The key trick: letting arithmetic talk about syntax


At first glance, a system about numbers seems to have nothing to do with its own sentences and proofs. Gödel’s stroke of genius was to encode every bit of syntactic data—letters, words, sentences, and entire proofs—by ordinary whole numbers. This is called arithmetisation of syntax.


Think of it like giving every piece of text a unique barcode. Once you have a scheme that assigns a number to each symbol and a recipe for combining these numbers to encode whole sentences and proof lists, questions about strings of symbols can be turned into questions about numbers. For example:


  • “Is this string a well-formed sentence?” becomes “Does this number have the arithmetical property that corresponds to being well-formed?”


  • “Is this list of sentences a valid proof of that sentence?” becomes “Does this pair of numbers fit the arithmetical pattern that encodes a correct proof-relation?”


Because our system already knows how to reason about numbers, and because the encoding uses only basic arithmetic operations, the system can express these syntactic properties internally. In plain terms, the system can write down a statement that says, “There exists a number which is the barcode of a valid proof of the sentence with barcode such-and-such.”


From this we obtain a crucial ingredient: a provability predicate—a formula inside the system that, when fed the barcode of a sentence, asserts “there is a number that codes a proof of this sentence.” One can also express the absence of proof.


The mirror: building a self-referential sentence


The next ingredient is a general method for creating self-reference, called the diagonal or fixed-point construction. Here is the idea without symbols.

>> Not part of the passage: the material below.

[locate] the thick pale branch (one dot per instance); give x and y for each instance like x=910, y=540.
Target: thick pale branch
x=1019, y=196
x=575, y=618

Suppose you can write templates for sentences with a blank—“The sentence with barcode ‘blank’ is not provable.” For any particular filling of the blank (that is, for any particular barcode), you have a concrete sentence. The diagonal method shows how to choose a filling that points the sentence back at itself. You end up with a specific sentence G that effectively says:


“This very sentence is not provable in the system.”


Nothing mystical happens: the claim is achieved by combining the barcode trick with a careful template so that the sentence’s own barcode is the one inserted into its blank.


Why G forces incompleteness


Consider what happens if the system is consistent.


  • If the system proved G, then G would be false (because G asserts it is not provable). The system would have proved a falsehood, which contradicts consistency. So, assuming consistency, the system does not prove G.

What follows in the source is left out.